Germans from Russia refers to the large numbers of ethnic Germans who emigrated from the Russian Empire, peaking in the late 19th century. The upper Great Plains in the United States and southern Manitoba and Saskatchewan have large areas populated primarily of descendants of Germans from Russia. Argentina, Brazil and other countries have smaller numbers of Germans from Russia.

Their mother tongues were High German or Low German dialects, despite their having lived in Russia for multiple generations. The Germans in Russia frequently lived in ethnic German communities, where they maintained German-language schools and German churches. Many of the Germans lived in the lower Volga River valley (they were also called Volga Germans) and the Crimean Peninsula/Black Sea region, called Black Sea Germans. The smaller villages were often settled by colonists of a common religion, who had come from the same area, so one town might be all Catholic, or all Lutheran, for instance; the people often settled together from the same region of Germany and thus spoke the same German dialect. Also included were Germans of the Mennonite faiths (today mostly referred to as Russian Mennonite despite of their German language culture and ethnicity), and also Hutterites seeking religious freedom.

Originally recruited and welcomed into Russia in the 18th century, when they were promised the practice of their own language and religions, and exemption from military service, the German people found increasing hardship. With changes in Russian politics, the government took back some of the privileges granted; economic conditions grew poor, and there were a series of famines. These conditions led to German mass migrations from Russia.
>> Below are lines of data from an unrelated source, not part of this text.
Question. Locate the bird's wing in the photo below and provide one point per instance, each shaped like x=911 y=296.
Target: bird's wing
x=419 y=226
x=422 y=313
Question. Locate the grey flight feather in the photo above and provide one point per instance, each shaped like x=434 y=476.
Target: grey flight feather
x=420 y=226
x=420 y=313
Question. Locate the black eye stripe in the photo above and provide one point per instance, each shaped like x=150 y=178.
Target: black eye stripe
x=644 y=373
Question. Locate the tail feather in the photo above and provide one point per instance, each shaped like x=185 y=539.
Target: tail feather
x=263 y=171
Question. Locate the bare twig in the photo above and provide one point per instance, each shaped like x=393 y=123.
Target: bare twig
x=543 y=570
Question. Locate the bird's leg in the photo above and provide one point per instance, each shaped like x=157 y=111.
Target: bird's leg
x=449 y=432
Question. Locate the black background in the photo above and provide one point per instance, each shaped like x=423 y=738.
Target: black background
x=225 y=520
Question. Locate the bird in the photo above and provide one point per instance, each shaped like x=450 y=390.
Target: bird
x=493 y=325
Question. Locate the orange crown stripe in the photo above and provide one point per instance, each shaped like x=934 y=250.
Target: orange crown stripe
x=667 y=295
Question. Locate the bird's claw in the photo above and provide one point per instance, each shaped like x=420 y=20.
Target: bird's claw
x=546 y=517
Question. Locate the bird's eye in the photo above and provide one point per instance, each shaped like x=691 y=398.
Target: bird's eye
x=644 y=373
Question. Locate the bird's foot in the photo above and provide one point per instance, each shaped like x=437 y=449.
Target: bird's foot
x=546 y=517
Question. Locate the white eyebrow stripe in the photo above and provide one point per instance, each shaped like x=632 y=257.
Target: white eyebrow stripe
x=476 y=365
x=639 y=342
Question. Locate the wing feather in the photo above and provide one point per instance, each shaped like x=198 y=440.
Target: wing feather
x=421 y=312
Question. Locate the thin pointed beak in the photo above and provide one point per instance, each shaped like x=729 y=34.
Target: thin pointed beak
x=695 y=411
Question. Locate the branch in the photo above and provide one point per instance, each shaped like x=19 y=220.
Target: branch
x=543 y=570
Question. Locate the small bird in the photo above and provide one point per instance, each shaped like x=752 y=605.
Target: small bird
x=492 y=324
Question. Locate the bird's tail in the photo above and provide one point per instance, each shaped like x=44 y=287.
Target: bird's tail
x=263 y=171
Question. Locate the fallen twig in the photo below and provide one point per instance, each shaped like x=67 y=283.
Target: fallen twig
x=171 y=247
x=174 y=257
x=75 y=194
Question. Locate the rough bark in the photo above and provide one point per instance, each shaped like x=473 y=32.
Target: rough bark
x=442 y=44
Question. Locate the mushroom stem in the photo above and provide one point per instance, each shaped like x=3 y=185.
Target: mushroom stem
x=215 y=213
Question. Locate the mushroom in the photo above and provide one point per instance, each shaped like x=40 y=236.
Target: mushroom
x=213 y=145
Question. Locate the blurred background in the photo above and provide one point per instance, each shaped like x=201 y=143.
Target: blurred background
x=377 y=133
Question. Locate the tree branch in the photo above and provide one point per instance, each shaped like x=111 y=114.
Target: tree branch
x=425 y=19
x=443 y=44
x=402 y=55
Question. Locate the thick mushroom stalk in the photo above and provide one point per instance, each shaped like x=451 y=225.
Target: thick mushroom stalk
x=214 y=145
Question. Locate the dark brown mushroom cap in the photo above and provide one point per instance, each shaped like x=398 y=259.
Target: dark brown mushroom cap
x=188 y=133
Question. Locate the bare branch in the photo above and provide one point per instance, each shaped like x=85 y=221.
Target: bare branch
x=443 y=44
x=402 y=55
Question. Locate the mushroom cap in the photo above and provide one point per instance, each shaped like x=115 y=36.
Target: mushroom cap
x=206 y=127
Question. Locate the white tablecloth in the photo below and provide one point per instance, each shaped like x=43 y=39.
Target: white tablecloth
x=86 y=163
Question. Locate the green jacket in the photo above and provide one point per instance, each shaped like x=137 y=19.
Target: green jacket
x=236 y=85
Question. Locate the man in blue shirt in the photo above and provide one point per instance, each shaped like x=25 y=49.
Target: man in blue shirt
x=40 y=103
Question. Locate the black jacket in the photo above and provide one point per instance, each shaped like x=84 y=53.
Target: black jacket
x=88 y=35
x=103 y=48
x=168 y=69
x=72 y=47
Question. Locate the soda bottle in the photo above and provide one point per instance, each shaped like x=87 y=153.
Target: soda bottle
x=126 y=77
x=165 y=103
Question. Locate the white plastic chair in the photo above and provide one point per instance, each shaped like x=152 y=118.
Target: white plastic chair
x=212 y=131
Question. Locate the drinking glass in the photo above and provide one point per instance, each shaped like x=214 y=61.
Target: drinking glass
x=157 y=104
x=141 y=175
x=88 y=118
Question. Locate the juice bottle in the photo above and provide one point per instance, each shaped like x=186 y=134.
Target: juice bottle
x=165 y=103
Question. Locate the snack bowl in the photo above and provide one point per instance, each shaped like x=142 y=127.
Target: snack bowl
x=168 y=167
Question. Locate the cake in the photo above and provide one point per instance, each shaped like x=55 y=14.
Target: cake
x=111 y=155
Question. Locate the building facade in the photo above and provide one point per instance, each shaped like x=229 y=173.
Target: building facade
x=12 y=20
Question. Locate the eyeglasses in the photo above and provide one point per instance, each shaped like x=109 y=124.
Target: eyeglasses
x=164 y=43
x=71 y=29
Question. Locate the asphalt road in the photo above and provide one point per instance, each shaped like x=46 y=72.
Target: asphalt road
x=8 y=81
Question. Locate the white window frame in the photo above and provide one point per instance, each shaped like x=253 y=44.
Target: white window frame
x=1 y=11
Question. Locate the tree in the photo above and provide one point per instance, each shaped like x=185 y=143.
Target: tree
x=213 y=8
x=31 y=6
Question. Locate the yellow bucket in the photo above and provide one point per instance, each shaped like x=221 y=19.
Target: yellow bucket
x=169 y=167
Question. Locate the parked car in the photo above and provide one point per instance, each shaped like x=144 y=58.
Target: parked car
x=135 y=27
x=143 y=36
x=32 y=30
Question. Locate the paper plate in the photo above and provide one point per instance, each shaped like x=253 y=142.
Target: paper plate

After the 1917 Revolution and the rise of the Soviet Union, and particularly under the leadership of Joseph Stalin, conditions for the remaining Germans in Russia declined considerably. The rise of Nazi Germany, with its concern about ethnic Germans in other lands and proselytizing the German volk, led to suspicions of any German within Russia. In 1932-33, the Soviet authorities forced starvation among the Volga Germans, seized their food claiming famine in the rest of the Soviet Union and ordering the breakup of many German villages.